Playing truant has cost at least 4,150 II pre-university (PU) students across the State dear. They will not be allowed to sit for the final exam, scheduled to begin on Thursday, as they have not met the 75% attendance requirement.
“It may increase by another 100 or 200 students as we are verifying our numbers,” an official in the Department of Pre-University Education (DPUE) said. These students will have to enrol again for the 2017-2018 academic year.
Many private colleges have set up a system where the daily attendance of students is sent directly to their parents, but these safeguards don’t appear to have helped tackle the problem.
College managements said that despite repeated attendance shortage lists being announced and students issued warnings, many failed to comply with the attendance requirement. “In fact, college managements too are concerned about the future of students, and if students have around 70% [attendance], we try and take extra classes and ensure they will make the cut and get hall tickets,” the official said.
Last year, 4,720 students could not write the final exam because of attendance shortage.
Students stage protest
Students in some colleges in Bengaluru staged protests on Tuesday alleging that the college authorities had collected attendance fines from them with the assurance that they would get their hall tickets. A student of Seshadripuram PU College said, “The college collected a fine of ₹1,800 per subject and promised to get us admission tickets.
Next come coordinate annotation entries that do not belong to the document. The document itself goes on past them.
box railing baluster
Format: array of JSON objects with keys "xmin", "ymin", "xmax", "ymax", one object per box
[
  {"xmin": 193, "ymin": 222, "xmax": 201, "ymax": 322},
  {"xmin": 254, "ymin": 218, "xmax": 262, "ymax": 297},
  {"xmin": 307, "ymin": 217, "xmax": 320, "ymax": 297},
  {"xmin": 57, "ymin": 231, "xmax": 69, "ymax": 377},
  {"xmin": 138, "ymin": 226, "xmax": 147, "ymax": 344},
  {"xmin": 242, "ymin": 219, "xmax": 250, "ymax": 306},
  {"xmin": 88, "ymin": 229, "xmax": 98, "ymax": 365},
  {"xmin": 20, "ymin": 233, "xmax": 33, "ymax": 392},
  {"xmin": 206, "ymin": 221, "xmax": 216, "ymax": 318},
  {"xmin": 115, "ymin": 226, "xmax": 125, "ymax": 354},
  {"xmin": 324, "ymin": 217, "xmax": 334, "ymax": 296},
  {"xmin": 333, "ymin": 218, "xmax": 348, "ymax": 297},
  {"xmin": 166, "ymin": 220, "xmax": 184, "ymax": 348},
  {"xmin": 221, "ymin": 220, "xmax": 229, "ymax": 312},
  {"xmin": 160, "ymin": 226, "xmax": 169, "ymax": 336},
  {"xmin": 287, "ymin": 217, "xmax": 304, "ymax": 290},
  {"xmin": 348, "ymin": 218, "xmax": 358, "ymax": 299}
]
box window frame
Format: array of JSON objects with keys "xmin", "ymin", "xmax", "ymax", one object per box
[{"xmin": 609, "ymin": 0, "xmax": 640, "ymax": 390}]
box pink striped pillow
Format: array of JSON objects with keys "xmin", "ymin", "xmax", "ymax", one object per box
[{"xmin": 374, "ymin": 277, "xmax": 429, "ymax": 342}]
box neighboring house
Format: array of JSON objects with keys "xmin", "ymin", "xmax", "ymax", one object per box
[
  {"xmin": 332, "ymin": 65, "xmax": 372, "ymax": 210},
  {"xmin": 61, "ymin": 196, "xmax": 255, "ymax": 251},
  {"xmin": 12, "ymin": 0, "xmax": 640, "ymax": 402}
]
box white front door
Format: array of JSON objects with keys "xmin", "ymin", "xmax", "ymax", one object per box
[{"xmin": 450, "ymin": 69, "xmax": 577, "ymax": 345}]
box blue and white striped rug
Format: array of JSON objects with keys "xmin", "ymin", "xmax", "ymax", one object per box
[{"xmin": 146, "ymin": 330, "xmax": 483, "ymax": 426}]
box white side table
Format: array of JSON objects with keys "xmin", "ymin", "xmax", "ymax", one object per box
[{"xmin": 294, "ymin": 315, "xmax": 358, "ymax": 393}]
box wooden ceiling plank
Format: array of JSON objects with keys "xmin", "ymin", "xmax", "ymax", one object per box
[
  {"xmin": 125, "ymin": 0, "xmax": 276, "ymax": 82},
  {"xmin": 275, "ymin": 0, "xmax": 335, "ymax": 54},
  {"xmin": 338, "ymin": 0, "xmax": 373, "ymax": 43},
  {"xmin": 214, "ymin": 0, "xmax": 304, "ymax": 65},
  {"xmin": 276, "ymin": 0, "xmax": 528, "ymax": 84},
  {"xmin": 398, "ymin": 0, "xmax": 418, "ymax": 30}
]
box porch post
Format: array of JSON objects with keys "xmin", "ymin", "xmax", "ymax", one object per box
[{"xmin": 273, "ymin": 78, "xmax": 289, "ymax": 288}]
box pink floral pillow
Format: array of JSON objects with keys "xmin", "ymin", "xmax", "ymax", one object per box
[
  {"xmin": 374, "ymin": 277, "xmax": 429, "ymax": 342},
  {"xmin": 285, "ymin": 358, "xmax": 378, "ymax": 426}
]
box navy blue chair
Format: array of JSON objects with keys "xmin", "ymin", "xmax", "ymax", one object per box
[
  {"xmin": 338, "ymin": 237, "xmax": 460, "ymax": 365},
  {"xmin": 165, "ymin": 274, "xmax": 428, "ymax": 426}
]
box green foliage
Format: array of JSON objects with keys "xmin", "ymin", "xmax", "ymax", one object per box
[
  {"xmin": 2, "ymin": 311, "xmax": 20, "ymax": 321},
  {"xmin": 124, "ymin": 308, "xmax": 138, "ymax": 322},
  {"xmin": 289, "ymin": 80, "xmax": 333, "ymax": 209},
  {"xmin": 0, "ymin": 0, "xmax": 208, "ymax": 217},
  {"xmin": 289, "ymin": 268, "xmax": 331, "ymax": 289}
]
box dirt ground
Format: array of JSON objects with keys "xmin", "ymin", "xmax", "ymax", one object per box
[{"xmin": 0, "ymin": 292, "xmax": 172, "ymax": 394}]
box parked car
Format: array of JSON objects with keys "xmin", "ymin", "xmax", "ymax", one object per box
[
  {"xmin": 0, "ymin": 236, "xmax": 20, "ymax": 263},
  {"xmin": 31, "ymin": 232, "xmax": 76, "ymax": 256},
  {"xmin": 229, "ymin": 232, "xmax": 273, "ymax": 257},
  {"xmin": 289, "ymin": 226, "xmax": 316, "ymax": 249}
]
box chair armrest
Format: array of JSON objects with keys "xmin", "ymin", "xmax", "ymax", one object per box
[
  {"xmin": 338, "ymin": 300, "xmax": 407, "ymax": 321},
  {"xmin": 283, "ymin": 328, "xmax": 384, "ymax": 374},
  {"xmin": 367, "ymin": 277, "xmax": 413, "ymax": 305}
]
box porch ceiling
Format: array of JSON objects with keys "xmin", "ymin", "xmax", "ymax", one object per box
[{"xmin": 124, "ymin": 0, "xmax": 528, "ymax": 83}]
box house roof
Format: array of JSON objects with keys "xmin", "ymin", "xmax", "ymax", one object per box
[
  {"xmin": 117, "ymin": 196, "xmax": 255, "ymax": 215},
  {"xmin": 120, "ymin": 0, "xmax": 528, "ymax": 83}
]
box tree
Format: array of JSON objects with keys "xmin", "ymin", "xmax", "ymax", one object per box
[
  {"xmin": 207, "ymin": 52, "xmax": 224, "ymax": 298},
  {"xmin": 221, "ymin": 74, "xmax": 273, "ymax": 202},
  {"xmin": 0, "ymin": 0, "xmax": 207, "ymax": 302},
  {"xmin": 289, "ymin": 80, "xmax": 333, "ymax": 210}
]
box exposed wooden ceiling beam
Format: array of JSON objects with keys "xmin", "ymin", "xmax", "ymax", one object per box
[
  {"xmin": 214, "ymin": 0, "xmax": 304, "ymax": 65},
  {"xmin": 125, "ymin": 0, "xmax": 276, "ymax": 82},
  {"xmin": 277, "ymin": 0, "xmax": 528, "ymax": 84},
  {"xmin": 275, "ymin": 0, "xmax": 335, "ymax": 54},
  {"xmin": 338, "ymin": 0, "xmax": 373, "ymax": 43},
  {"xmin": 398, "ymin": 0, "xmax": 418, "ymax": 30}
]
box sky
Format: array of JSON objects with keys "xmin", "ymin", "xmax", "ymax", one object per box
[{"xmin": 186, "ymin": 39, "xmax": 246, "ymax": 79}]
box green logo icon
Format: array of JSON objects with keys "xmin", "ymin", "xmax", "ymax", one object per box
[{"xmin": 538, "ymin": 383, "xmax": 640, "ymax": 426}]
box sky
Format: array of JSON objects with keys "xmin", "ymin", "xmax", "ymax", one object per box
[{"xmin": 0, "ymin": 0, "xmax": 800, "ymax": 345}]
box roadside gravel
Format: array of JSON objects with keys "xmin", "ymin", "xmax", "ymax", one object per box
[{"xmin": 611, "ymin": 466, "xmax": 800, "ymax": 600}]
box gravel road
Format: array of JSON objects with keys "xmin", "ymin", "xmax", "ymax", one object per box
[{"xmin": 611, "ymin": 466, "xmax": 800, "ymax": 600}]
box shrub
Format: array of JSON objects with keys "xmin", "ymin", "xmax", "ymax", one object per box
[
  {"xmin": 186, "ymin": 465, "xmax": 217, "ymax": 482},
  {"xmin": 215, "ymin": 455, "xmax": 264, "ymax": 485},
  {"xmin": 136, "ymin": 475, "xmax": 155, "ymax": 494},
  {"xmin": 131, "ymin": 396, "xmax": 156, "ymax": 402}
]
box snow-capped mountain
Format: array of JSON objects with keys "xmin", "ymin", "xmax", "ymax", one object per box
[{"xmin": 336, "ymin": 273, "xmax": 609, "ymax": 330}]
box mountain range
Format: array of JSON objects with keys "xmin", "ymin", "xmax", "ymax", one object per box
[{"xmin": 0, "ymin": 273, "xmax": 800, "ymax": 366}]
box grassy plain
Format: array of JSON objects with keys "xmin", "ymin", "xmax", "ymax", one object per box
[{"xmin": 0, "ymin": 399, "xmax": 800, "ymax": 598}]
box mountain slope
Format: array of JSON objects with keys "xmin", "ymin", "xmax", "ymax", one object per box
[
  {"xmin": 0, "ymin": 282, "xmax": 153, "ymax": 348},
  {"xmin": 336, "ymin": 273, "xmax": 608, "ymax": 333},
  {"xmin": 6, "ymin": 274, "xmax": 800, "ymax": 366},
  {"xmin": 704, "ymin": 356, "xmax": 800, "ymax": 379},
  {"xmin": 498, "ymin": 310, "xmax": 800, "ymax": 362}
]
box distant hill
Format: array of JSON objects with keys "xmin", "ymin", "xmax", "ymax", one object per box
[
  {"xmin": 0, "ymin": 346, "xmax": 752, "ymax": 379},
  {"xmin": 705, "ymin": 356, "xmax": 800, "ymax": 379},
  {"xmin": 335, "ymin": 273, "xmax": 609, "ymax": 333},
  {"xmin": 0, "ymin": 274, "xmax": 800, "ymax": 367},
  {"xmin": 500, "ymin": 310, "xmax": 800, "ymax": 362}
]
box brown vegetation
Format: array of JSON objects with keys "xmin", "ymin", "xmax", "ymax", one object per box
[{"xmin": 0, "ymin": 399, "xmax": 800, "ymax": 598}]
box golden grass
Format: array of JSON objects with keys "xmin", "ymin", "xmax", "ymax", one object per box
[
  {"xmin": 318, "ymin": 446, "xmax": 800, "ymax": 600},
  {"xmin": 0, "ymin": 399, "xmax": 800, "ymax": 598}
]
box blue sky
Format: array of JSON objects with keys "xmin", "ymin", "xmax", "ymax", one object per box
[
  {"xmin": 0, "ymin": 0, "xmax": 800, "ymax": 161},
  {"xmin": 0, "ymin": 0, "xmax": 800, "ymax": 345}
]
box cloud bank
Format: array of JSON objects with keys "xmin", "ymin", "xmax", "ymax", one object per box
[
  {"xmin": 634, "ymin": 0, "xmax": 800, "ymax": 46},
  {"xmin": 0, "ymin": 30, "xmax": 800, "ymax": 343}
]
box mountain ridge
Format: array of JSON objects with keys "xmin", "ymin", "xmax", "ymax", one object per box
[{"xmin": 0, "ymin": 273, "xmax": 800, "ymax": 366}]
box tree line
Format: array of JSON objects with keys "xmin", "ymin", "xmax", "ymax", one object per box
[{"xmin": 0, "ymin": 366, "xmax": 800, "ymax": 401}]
But our exams begin on Thursday and we still have not got hall tickets.”
Repeated attempts by The Hindu to contact the college management for its response went unanswered.
C. Shikha, director of DPUE, said if students complain that colleges had taken money from them, an inquiry would be conducted.
‘College holding back hall tickets’
Meanwhile, a college in Bengaluru has come under fire with many students alleging that they have been denied admission tickets for the II PU exam on account of their poor showing in the preparatory tests.
While the students claim that the management was doing this to achieve a 100% pass status, the college has denied this. One student said he had fared poorly in three of the preparatory tests conducted by the college in December, and as a result, has been denied a hall ticket.
The college management, however, said it was a case of attendance shortage. “Now, days before the exam, they are trying to pressure us and are protesting outside the college,” a staff member said.